Nintendo Seeks More Mobile Developers

Apparently last year's mobile revenue "fell short of expectations."

Though Nintendo is currently partnered with DeNA and working on more mobile titles with them, Nintendo has plans to expand further. According to the Wall Street Journal, Nintendo wants to raise the stakes in the mobile market and step up their game, essentially. Apparently last year’s mobile revenue “fell short of expectations.”Nintendo Seeks More Mobile Developers

It shouldn’t be surprising why, as Nintendo had wanted five games to come out this year, not four. We already know that at least one game fell flat on its face after the initial few months. Miitomo is a rather unfortunate ghost town at the moment, with very few players participating and making new friends there.

The point of these mobile games, according to Nintendo executives, is not to wring more revenue out of each game, but to bring fans to the console version. Working like a kind of long-running demo that makes people want to play the full version on the 3DS or Nintendo Switch. For fans of Animal Crossing, this certainly worked. After the mobile game launched, sales of the console version of Animal Crossing rose quite a bit.
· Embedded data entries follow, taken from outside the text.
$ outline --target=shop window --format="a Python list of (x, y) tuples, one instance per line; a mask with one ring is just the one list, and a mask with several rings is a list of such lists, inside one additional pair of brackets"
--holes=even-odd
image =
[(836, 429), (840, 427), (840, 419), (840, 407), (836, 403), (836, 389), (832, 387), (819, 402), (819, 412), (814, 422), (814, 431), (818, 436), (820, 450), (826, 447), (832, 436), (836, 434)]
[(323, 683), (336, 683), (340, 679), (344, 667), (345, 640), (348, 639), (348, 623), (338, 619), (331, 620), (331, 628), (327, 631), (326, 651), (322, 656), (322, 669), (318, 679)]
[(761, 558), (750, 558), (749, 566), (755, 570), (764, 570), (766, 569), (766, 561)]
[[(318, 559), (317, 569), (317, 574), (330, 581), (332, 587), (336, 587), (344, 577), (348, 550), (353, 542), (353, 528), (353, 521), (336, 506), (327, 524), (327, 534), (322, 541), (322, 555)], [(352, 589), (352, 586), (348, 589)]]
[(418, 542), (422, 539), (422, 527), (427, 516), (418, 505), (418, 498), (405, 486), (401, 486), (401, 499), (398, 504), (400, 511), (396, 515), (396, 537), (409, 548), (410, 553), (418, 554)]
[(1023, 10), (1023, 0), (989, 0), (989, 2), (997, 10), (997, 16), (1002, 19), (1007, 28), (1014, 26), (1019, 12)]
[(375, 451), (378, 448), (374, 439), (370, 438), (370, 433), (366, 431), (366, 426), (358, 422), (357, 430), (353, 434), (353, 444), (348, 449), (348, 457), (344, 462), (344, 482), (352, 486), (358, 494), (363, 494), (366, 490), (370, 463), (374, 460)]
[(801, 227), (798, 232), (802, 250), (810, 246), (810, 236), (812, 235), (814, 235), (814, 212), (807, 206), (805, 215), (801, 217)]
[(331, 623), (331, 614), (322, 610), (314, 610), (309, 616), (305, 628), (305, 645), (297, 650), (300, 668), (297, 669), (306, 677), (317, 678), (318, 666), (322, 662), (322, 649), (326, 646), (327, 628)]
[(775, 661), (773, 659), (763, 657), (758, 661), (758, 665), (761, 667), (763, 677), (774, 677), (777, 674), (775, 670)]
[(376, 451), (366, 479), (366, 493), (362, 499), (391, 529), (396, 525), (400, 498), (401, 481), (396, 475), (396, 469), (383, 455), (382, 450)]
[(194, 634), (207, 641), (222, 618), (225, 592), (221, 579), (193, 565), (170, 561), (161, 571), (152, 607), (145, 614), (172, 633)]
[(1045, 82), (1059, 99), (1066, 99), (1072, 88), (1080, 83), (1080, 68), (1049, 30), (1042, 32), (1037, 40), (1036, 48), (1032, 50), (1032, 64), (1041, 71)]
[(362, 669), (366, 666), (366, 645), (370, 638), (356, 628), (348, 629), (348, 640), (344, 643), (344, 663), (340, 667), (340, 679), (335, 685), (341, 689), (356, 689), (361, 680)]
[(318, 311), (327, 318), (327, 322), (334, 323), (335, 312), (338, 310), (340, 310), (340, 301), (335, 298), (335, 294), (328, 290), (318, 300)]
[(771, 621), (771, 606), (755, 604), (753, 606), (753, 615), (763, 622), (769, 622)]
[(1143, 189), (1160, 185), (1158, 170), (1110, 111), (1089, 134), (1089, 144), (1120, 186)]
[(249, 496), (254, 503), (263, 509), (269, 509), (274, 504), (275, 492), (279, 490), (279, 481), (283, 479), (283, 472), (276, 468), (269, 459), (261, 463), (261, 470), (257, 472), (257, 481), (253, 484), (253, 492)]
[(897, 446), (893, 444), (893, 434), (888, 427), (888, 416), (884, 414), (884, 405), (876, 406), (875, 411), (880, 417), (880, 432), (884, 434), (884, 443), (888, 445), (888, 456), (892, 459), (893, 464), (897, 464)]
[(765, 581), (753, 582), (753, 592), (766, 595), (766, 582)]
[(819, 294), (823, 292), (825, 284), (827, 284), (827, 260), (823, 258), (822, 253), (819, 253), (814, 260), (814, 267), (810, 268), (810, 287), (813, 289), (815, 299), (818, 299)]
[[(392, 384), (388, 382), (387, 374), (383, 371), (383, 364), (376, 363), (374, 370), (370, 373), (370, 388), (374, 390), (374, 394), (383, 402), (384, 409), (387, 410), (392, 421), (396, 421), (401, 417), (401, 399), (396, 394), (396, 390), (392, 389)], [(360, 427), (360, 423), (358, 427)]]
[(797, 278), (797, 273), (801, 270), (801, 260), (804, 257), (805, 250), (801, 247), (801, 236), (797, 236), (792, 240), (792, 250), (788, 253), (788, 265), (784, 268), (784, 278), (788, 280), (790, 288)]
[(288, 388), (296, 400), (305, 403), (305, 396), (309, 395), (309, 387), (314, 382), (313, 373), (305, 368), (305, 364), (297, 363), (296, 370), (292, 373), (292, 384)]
Though Pokémon Go isn’t from Nintendo, it likely achieved the same thing for some people. Those that weren’t keen on wandering about their city to catch more than just Rattata, probably found it a lot easier and more enjoyable to purchase the console games.

According to the Wall Street Journal, GungHo Online is in line to be partnered with Nintendo. GungHo is known for their work on Puzzle & Dragons for the 3DS and is currently working on unknown titles for the Switch as well. The company has been licensed Mario characters before, but never anything as dedicated as an entire mobile game for Nintendo.

It is important to keep in mind that Nintendo won’t be doing the usual buying out and rebranding any new partner. The company apparently plans on working with the developers in a proper partnership. It’s always good to know that Nintendo can still play nice with other companies.